This bread sauce has flavour layered up from the very start ,with almost-melting shallots, herbs and spices
- Cooking Time Prep 20 mins
Cook 25 mins - Skill Level Easy
- Servings Serves 8
Kcalories
174
Protein
5g
Carbs
14g
Fat
12g
Saturates
6g
Fibre
1g
Sugar
4g
Salt
0.43g
- 50g butter
- 1 tbsp olive oil
- 10 shallots, finely sliced (see tip, below)
- 6 cloves
- 3 thyme sprigs
- 1 bay leaf, plus extra to serve
- 600ml full-fat milk
- pinch white pepper
- 100g fresh white breadcrumbs, from a good-quality loaf
- 5 tbsp single or double cream, plus more to serve, if you like
- ¼ tsp freshly grated nutmeg, or to taste
- Heat the butter and oil in a pan, then add the shallots, cloves, thyme and bay and cook very, very gently for 15 mins until soft, translucent and pale golden.
- Remove the cloves, add the milk and pepper, then bring to a gentle simmer for 10 mins.

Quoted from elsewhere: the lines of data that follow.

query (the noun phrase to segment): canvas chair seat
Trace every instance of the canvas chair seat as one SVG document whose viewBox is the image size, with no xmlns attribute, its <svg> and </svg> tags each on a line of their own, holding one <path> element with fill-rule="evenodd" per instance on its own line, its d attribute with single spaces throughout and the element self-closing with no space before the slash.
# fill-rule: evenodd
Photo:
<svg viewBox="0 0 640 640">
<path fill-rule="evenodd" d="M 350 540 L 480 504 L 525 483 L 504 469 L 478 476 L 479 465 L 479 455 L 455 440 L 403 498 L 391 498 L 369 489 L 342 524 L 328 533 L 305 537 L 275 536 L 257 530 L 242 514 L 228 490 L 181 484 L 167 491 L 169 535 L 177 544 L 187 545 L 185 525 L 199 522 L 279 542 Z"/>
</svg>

Stir in the breadcrumbs, give it another 5 mins or so over a very low heat until the bread has plumped up nicely, then stir in the cream and nutmeg. Fish out the stalks from the thyme-the leaves will have fallen off. Season to taste. To serve, grate over a little more nutmeg, drizzle with a little more cream and decorate with a bay leaf.